Description: Horrifying account of a shipwreck, bound with a first edition of the travels of Piere Poivre

VIAUD, Pierre (& Jean Garpard DUBOIS-FONTANELLE).
Naufrage et aventures de M. Pierre Viaud; Natif de Rochefort, Capitaine de navire.

Bordeaux & Paris, Labottiere & Lejay, 1780. 8vo. Contemporary tree calf with richly gilt decorated spine and title lettered in gilt and marbled edges. XXIV, 307, (4); (5)-104, (2) pp.

With:
(POIVRE, Pierre). Voyage d'un philosophe, ou observations sur les moers & les arts des peuples de l'Afrique, de l'Asie et de l'Amerique.
Yverdon, 1768. 142 pp.

Ad I: Born in 1725, Viaud was a sailor by sixteen and a captain in the French merchant marine by 1761. The book places Viaud at St. Domingue in late 1766. Before returning to France he made a business deal for a voyage from Caye de St. Louis to Louisiana with the brigantine Le Tigre. The sixteen passengers also included Viaud's black slave, Captain La Couture and his wife and fifteen- year-old son, the mate, and nine sailors. The ship encountered bad weather, however, and on February 16, 1767, wrecked off Dog Island (directly opposite the present day fishing town of Carrabelle). Amid much difficulty they got ashore. Although some men died of sickness, the survivors managed to salvage some supplies from the ship, but oysters and roots were their main food supply, and they were constantly hungry. The survivors patched a leaky pirogue, and some men departed in it, never to be seen again. Sub-plots relate how the rest of the crew scattered. Viaud, his slave, Madame La Couture, and her son constructed a raft. The sick boy was left behind but the others made it to the mainland. From there they undertook a tortured trip toward St. Marks. Along the way, according to Viaud, they used fire to fend off wild animals, including bears, lions, and tigers. They became so weak from hunger that Viand, with physical aid from Madame La Couture, killed his slave with a knife, and the deceased chattel became their main item of food. Readers, contemporary and modern, have recoiled from the cannibalism in the story which scandalized Europe when it was first published in 1768. Despite their human diet, supplemented with leaves, shellfish, rattlesnakes, and an alligator, which Viaud claimed to have killed with a stick, the unlucky pair wound up exhausted and dying. A kinder fate came in the presence of an English rescue party commanded by Ensign James Wright who found them. They also discovered the boy still alive, and the party was taken to St. Marks. There they were befriended by George Swettenham, the fort's commander. Later, Madame La Couture and her son returned to Louisiana. Viaud sailed to New York via a stopover in St. Augustine and eventually home to France.
Originally the account was published in 1768 with the title: Effets des passions, ou Mémoires de M. de Floricourt (London & Paris 1768), and reprinted in 1770 with the title: Naufrage et avantures de M. Pierre Viaud, natif de Bordeaux (edd. in Bordeaux (Sabin 99412) (this edition) and Neuchatel, both in 1770), followed by many other editions till far into the nineteenth century. In 1771 the account was translated in Dutch and English by Mrs. Griffith.

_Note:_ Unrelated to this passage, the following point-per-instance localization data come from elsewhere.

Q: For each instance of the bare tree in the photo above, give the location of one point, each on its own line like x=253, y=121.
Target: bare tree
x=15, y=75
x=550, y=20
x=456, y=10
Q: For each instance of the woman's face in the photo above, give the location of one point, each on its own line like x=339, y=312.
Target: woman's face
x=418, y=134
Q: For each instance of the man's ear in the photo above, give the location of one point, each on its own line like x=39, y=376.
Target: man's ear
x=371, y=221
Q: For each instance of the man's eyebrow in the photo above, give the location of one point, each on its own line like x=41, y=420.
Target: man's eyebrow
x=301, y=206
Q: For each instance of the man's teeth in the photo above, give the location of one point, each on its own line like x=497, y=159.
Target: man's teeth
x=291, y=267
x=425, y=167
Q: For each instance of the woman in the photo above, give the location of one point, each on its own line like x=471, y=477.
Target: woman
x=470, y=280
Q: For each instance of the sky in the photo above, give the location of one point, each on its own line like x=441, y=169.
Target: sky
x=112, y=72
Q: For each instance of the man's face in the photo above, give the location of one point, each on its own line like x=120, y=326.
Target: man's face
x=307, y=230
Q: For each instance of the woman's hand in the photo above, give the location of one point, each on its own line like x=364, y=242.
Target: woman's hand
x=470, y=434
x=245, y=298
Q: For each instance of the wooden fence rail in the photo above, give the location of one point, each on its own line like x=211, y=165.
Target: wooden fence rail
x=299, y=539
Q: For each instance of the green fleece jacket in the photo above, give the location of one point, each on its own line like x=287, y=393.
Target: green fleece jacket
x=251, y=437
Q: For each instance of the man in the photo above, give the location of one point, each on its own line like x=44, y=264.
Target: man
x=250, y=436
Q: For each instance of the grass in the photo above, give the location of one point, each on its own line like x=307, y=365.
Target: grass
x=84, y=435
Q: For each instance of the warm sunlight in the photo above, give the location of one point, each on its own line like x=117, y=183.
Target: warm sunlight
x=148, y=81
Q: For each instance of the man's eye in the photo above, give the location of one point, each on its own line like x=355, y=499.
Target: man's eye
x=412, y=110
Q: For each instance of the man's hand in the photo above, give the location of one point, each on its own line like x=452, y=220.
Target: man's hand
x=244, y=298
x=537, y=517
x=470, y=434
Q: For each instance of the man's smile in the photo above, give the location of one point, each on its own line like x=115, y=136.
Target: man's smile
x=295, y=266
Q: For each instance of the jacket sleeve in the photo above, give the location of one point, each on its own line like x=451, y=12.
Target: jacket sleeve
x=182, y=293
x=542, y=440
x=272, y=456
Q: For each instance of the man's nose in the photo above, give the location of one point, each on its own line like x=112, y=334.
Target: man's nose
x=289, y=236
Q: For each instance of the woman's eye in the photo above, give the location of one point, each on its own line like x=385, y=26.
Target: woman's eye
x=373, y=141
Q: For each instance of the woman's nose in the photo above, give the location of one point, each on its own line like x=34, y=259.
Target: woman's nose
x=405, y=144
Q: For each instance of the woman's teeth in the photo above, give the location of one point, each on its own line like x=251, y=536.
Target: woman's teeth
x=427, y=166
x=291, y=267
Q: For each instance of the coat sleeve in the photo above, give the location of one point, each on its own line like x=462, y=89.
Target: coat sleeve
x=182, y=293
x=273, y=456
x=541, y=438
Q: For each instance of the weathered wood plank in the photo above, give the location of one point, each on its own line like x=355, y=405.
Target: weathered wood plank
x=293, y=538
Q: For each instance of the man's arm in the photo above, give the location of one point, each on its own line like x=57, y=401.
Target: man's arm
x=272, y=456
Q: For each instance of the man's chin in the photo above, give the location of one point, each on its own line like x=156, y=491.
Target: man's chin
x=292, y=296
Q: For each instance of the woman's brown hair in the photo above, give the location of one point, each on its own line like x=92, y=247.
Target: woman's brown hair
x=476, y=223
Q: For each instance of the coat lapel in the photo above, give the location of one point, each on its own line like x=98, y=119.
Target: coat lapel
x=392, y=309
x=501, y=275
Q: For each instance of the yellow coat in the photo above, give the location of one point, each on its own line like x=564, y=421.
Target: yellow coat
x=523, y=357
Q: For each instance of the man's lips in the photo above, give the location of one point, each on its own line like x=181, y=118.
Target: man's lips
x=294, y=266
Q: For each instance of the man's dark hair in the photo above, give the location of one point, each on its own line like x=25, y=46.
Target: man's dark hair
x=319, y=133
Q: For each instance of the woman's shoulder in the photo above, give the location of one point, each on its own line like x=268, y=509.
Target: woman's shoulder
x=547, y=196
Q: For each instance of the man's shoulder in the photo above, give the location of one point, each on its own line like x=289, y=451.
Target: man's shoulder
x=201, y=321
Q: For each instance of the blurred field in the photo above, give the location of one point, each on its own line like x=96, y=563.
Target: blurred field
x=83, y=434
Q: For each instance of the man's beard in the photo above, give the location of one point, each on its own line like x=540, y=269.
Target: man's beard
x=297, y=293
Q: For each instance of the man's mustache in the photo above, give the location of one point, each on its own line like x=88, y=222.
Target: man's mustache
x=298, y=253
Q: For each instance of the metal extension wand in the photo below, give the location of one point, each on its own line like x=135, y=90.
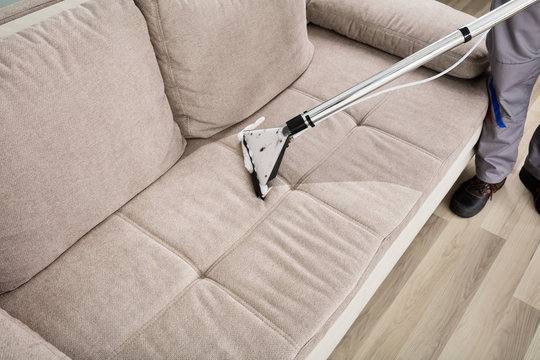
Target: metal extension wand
x=263, y=149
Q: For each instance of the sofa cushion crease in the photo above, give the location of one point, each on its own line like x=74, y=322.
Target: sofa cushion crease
x=264, y=279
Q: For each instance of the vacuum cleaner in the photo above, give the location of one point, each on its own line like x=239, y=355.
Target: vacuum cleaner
x=264, y=149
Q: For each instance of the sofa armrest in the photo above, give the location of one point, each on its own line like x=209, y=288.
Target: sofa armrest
x=401, y=28
x=17, y=341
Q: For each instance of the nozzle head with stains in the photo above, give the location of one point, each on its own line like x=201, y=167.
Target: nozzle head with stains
x=263, y=151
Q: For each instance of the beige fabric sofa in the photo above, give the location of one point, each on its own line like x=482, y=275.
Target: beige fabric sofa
x=191, y=265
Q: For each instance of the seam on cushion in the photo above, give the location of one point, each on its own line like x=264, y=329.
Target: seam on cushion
x=342, y=214
x=411, y=39
x=169, y=66
x=345, y=113
x=158, y=241
x=137, y=333
x=242, y=238
x=34, y=335
x=323, y=160
x=254, y=312
x=375, y=255
x=414, y=146
x=332, y=152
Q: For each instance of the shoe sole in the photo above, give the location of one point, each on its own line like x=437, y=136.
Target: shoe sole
x=530, y=183
x=463, y=212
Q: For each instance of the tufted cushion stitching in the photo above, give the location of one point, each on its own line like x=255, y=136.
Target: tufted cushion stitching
x=158, y=240
x=324, y=159
x=342, y=214
x=416, y=147
x=257, y=314
x=247, y=233
x=153, y=318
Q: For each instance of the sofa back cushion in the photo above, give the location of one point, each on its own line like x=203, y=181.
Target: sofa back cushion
x=222, y=60
x=401, y=28
x=84, y=126
x=21, y=8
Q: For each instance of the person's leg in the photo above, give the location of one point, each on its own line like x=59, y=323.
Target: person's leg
x=514, y=53
x=530, y=173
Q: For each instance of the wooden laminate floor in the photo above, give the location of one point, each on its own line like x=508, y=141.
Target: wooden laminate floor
x=465, y=289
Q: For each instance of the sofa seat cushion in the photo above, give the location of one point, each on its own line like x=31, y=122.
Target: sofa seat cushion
x=84, y=126
x=222, y=60
x=226, y=275
x=17, y=341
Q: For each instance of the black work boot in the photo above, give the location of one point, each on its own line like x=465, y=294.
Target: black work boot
x=532, y=184
x=472, y=196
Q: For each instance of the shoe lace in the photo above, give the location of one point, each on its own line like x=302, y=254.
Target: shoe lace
x=482, y=187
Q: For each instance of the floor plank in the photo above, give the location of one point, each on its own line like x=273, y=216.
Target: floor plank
x=514, y=333
x=528, y=289
x=475, y=330
x=385, y=339
x=533, y=353
x=452, y=296
x=444, y=312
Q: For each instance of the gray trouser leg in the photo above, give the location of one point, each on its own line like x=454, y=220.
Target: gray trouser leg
x=514, y=54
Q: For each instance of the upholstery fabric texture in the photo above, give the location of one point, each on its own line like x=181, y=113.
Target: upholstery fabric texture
x=85, y=126
x=223, y=60
x=21, y=8
x=196, y=266
x=17, y=341
x=401, y=28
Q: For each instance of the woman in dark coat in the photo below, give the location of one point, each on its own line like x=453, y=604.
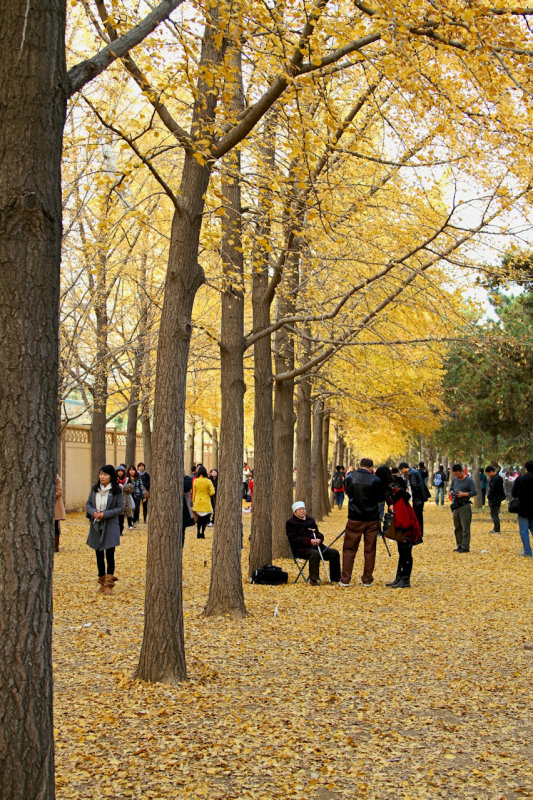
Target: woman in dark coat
x=104, y=506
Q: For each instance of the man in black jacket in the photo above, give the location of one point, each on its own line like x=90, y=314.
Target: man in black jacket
x=364, y=492
x=523, y=490
x=418, y=489
x=306, y=541
x=495, y=496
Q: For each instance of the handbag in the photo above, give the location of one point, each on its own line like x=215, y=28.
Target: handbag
x=514, y=505
x=270, y=575
x=389, y=529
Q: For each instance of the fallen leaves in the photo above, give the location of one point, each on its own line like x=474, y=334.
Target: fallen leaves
x=370, y=693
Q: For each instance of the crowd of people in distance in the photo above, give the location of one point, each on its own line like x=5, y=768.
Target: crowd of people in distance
x=120, y=493
x=404, y=490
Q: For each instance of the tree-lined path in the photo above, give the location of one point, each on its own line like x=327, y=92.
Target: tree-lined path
x=370, y=693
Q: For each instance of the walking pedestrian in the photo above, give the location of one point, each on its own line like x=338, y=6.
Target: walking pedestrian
x=202, y=492
x=104, y=505
x=462, y=488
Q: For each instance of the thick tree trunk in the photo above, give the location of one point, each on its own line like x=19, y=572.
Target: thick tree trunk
x=304, y=464
x=147, y=436
x=261, y=534
x=162, y=656
x=138, y=366
x=33, y=103
x=282, y=497
x=100, y=386
x=317, y=469
x=189, y=450
x=215, y=448
x=226, y=594
x=477, y=480
x=133, y=417
x=325, y=450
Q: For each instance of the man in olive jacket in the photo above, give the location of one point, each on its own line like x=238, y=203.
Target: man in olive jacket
x=364, y=492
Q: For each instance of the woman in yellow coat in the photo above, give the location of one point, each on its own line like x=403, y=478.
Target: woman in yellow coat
x=202, y=492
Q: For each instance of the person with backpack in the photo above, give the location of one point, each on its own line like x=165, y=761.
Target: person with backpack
x=337, y=486
x=439, y=482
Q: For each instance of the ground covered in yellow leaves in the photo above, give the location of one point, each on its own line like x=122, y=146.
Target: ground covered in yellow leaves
x=358, y=693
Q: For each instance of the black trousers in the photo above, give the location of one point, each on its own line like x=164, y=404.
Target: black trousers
x=330, y=554
x=495, y=515
x=101, y=557
x=405, y=560
x=419, y=512
x=202, y=523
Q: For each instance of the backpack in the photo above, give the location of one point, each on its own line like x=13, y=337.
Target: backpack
x=269, y=575
x=338, y=481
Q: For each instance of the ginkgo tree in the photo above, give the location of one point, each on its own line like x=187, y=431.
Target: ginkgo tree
x=34, y=87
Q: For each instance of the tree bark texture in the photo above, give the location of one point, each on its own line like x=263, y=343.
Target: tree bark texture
x=162, y=656
x=260, y=552
x=147, y=436
x=477, y=480
x=215, y=448
x=189, y=451
x=317, y=468
x=33, y=103
x=226, y=594
x=304, y=464
x=100, y=385
x=325, y=449
x=138, y=366
x=284, y=419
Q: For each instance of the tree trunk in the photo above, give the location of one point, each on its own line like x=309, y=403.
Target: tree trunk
x=138, y=366
x=304, y=478
x=162, y=656
x=33, y=103
x=477, y=480
x=284, y=412
x=189, y=453
x=316, y=462
x=147, y=436
x=133, y=416
x=215, y=448
x=325, y=477
x=225, y=591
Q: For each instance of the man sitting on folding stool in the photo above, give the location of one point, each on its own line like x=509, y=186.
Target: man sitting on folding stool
x=307, y=542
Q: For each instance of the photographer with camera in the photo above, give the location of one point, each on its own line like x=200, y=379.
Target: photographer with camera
x=462, y=488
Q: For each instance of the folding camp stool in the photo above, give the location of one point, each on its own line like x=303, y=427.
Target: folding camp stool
x=300, y=568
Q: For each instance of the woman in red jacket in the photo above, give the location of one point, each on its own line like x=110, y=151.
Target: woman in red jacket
x=405, y=520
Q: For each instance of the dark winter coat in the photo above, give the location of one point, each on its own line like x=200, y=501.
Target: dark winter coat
x=523, y=489
x=364, y=491
x=300, y=532
x=495, y=491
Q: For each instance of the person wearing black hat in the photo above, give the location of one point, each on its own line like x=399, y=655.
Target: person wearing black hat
x=104, y=506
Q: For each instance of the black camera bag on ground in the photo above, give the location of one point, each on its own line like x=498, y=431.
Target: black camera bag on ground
x=270, y=575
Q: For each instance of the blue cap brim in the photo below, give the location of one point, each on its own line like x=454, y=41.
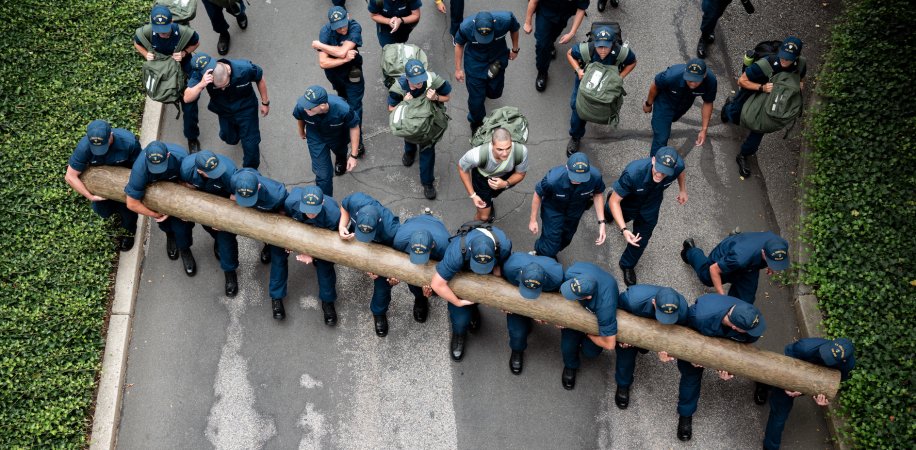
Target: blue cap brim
x=162, y=28
x=528, y=293
x=419, y=258
x=365, y=237
x=482, y=269
x=247, y=202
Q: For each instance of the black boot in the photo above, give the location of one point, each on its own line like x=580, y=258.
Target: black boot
x=232, y=284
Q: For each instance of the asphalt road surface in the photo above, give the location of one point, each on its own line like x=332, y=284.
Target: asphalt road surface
x=206, y=371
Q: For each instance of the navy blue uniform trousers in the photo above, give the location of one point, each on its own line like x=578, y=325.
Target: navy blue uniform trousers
x=557, y=229
x=574, y=341
x=643, y=225
x=547, y=28
x=688, y=394
x=243, y=126
x=743, y=283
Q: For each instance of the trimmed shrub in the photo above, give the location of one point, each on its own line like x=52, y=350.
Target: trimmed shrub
x=62, y=64
x=862, y=227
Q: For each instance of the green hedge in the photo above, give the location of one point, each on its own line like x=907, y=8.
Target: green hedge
x=62, y=64
x=862, y=226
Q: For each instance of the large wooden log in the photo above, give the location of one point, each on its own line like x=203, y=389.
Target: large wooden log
x=680, y=342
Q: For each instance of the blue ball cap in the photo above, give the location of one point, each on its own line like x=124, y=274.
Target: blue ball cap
x=157, y=157
x=311, y=201
x=209, y=163
x=99, y=135
x=314, y=96
x=367, y=220
x=668, y=304
x=695, y=70
x=604, y=37
x=483, y=254
x=836, y=351
x=790, y=48
x=666, y=159
x=245, y=186
x=776, y=252
x=531, y=281
x=161, y=19
x=203, y=62
x=420, y=246
x=747, y=317
x=415, y=71
x=483, y=27
x=337, y=17
x=578, y=287
x=578, y=168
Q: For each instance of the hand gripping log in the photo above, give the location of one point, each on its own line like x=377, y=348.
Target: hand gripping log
x=680, y=342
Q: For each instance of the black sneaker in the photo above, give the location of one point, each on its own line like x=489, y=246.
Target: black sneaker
x=743, y=169
x=330, y=313
x=222, y=45
x=688, y=244
x=572, y=146
x=540, y=83
x=408, y=158
x=684, y=427
x=429, y=191
x=277, y=305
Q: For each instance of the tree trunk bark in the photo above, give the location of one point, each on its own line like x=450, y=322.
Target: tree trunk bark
x=680, y=342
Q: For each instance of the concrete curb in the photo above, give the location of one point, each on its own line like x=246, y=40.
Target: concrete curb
x=807, y=314
x=114, y=362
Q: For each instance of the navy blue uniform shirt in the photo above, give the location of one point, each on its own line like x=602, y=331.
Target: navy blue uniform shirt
x=239, y=94
x=122, y=152
x=141, y=177
x=808, y=349
x=637, y=188
x=755, y=73
x=673, y=93
x=562, y=8
x=741, y=252
x=477, y=56
x=271, y=194
x=328, y=218
x=394, y=8
x=513, y=267
x=559, y=194
x=218, y=186
x=330, y=127
x=395, y=98
x=453, y=261
x=387, y=227
x=354, y=34
x=706, y=316
x=611, y=58
x=604, y=303
x=426, y=222
x=637, y=300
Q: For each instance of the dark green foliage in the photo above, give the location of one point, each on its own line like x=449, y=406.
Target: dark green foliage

Ad 2: First edition, which was published without the knowledge of the author. The experiences of Pierre Poivre (1719-1786) of his travels to the Cape of Good Hope, Madagascar, Siam, Cambodia, China and other countries in Africa and to America, a comprehensive discourse on Isle de France and the Isle de Bourbon, Coromandel, and comparative essays in the field of agriculture. The Voyages were also published in English in 1769, and a German translation appeared in 1783.
Pierre Povre was a French horticulturist and uncle of the famous naturalist Pierre Sonnerat. As a young man he served as a missionary in China, later he became administrator of Ile de France (Mauritius) and Ile Bourbon (Réunion) in the Indian Ocean. At Mauritius he constructed a famous botanical garden.

A very desirable copy.
Ad 1: Sabin 99412; Polak 9438; Brunet V p. 1177; Huntress 80C; Ad 2: Sabin 63716; Kress B.222; JFBL P328; INED 3616; Higgs 4261; Goldsmiths 10399; Cordier, Bibliotheca Indosinica, p. 2495.